Schau tief in das Glas
Alkohol in der Migros? Was bis vor Kurzem noch undenkbar schien, könnte schon bald Realität werden. Blick geht diese Woche in einer Serie der Frage nach, wie und warum die Schweiz trinkt – und warum die Migros-Abstimmung Anfang Juni mehr ist als ein Supermarktentscheid. Alle Teile auch auf Blick.ch und in der App.
Lesen Sie morgen: Was bedeutet das Vorhandensein von Alkohol für einen Ex-Alkoholiker und was passiert beim Trinken im Gehirn und im Körper?
Alkohol in der Migros? Was bis vor Kurzem noch undenkbar schien, könnte schon bald Realität werden. Blick geht diese Woche in einer Serie der Frage nach, wie und warum die Schweiz trinkt – und warum die Migros-Abstimmung Anfang Juni mehr ist als ein Supermarktentscheid. Alle Teile auch auf Blick.ch und in der App.
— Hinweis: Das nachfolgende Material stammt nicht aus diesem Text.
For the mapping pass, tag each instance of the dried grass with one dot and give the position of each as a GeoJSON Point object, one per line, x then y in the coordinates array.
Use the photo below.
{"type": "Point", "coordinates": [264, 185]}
Lesen Sie morgen: Was bedeutet das Vorhandensein von Alkohol für einen Ex-Alkoholiker und was passiert beim Trinken im Gehirn und im Körper?
„Wenn Alkohol als Konsumgut wie jedes andere angesehen wird, ist die Idee, der Migros den Verkauf von Alkohol zu erlauben, einigermaßen logisch. Aber nur unter diesem Gesichtspunkt: Denn die durch den Alkoholkonsum verursachten Probleme sind immer noch da“, sagt der Historiker Oderset.
Und wie. Denn auch wenn die Trinkneigung nachgelassen hat, sind die durch Alkohol verursachten Probleme immer noch riesig:
- In der Schweiz sind 250’000 bis 300’000 Menschen alkoholabhängig.
- Alkoholmissbrauch kostet jährlich rund 2,8 Milliarden Franken.
- 2017 verursachte Alkohol in der Schweiz 1553 Todesfälle.
Heute sind alle Betroffenen damit allein
Drogenexperten warnen daher davor, die Abstimmung auf die leichte Schulter zu nehmen. Der Soziologe Harald Klingemann, 74, war viele Jahre Forschungsleiter am Schweizerischen Zentrum für Alkohol und andere Drogen. Er sagt: “Alkoholprobleme nehmen mit zunehmender Verfügbarkeit zu.” Deshalb schwächt der Verkauf von Migros-Alkohol die öffentliche Gesundheit.
Ähnliche Aussagen macht auch der Bundesgesundheitsdienst. BAG-Sprecher Daniel Dauwalder sagte, gefährdete Personen sollten “möglichst wenig Anreizen ausgesetzt werden”. „Dazu gehört die Auslage in einem Geschäft ebenso wie die heute in der Schweiz allgegenwärtige Werbung für alkoholische Getränke.